PUBLISHED: 09:29 10 May 2012

Wayne with his wife Kay and daughter Maddie

Wayne with his wife Kay and daughter Maddie

RLH

A man confined to a wheelchair with motor neurone disease has helped set up a groundbreaking research project in east London by raising £100,000 towards it.

Wayne Sammut joins clinicians and researchers from Barts Health NHS Trust and the University of London’s Queen Mary College today (Thurs) to launch the £250,000 project that aims to find a way to slow down the debilitating disease.
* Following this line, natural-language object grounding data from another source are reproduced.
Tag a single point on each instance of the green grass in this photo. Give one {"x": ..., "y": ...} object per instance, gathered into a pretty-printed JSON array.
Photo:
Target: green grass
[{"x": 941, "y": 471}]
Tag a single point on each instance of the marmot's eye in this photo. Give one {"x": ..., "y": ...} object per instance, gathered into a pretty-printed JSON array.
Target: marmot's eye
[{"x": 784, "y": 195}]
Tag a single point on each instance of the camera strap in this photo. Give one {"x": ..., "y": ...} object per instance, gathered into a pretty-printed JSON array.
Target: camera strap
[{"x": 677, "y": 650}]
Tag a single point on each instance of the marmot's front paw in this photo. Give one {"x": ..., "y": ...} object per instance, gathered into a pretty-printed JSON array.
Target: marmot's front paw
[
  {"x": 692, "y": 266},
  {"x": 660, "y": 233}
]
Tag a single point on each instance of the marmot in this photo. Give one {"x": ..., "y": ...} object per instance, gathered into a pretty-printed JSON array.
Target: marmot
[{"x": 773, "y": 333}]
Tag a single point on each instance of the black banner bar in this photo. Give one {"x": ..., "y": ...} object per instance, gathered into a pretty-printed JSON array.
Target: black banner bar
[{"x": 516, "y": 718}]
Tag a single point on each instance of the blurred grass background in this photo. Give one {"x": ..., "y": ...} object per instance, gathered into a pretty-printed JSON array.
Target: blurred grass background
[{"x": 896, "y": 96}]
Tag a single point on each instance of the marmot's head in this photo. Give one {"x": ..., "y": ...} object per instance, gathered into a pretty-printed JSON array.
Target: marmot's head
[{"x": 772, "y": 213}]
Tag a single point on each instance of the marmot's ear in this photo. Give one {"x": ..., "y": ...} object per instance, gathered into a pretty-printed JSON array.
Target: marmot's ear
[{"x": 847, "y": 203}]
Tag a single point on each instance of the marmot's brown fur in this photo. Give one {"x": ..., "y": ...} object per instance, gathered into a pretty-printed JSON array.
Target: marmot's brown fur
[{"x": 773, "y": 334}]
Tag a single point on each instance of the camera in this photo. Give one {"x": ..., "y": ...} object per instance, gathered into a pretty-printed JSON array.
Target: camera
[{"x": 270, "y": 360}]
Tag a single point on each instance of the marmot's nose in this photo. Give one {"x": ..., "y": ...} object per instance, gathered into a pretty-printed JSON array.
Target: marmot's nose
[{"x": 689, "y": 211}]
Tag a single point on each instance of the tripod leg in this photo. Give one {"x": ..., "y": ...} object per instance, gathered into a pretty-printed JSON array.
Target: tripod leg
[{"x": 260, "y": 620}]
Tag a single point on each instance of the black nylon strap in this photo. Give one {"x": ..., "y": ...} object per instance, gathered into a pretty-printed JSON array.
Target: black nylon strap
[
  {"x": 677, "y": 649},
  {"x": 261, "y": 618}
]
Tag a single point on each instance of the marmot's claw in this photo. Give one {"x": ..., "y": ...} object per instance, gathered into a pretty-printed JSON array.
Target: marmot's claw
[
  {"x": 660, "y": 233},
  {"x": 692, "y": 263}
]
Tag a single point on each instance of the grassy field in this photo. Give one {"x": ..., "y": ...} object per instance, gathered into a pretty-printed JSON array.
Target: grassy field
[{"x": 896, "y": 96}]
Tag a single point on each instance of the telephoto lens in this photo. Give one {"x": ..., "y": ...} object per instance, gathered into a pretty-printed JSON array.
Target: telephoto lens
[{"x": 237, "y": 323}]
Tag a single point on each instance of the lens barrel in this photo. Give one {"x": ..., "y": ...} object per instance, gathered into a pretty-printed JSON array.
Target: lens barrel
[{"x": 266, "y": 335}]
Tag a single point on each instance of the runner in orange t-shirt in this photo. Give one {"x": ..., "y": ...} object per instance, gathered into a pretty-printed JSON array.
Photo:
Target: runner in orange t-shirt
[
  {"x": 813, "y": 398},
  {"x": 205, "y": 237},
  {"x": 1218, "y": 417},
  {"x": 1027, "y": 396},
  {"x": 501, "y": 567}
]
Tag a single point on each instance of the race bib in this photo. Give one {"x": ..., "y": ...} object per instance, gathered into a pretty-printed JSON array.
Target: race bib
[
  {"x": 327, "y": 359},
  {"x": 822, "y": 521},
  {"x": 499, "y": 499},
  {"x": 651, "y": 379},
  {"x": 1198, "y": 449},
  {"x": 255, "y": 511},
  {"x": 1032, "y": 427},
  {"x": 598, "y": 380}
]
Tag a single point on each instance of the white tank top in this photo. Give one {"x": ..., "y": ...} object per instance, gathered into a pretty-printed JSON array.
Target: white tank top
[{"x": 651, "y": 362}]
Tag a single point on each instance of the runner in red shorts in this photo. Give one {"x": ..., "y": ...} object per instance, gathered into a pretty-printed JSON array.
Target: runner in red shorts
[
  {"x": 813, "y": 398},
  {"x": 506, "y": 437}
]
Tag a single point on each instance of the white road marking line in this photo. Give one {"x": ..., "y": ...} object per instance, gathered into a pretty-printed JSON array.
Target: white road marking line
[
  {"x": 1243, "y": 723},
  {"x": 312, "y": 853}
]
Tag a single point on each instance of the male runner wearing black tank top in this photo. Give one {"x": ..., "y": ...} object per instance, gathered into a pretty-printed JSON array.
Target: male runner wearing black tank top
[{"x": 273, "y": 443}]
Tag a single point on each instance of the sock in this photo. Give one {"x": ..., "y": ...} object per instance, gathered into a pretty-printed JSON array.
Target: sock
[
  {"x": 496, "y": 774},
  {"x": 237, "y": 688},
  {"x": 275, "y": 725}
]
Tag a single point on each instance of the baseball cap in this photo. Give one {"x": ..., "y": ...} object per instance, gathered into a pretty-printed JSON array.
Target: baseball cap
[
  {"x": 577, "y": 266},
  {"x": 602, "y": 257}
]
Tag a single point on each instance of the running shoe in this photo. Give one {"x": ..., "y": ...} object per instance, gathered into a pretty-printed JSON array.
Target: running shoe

The 50-year-old financial management consultant was diagnosed in 2009 after nine months of symptoms such as muscle spasms and cramp.

He now has to be fed through a tube and has to use a breathing machine at night.

But Wayne still works full-time from home as operations director of an asset management and investment company.

“Family and friends were anxious to help raise as much money as possible,” he said.

“My daughter Maddie who’s 14 personally wrote letters to chairmen of 100 companies for donations.

“The generosity has made this study possible and will hopefully bring us a step closer to finding a cure for this insidious disease.”

Motor neurone is an incurable disease that attacks nerves in the brain and spinal cord, causing muscles to waste over time. It affects 5,000 people in Britain who have an average life expectancy between two and five years once diagnosed.

Barts & The London Charity has contributed £150,000 to the three-year study after Wayne’s family and colleagues raised the rest.

Consultant neurologist Dr Aleksandar Radunovic said: “Wayne is a massive advocate for research which is so important for scientific breakthroughs—we simply couldn’t do it without that support.”

The study will look at whether cells inside muscles can be manipulated to regain their function as researchers take biopsies and block different genes to see how the cells react.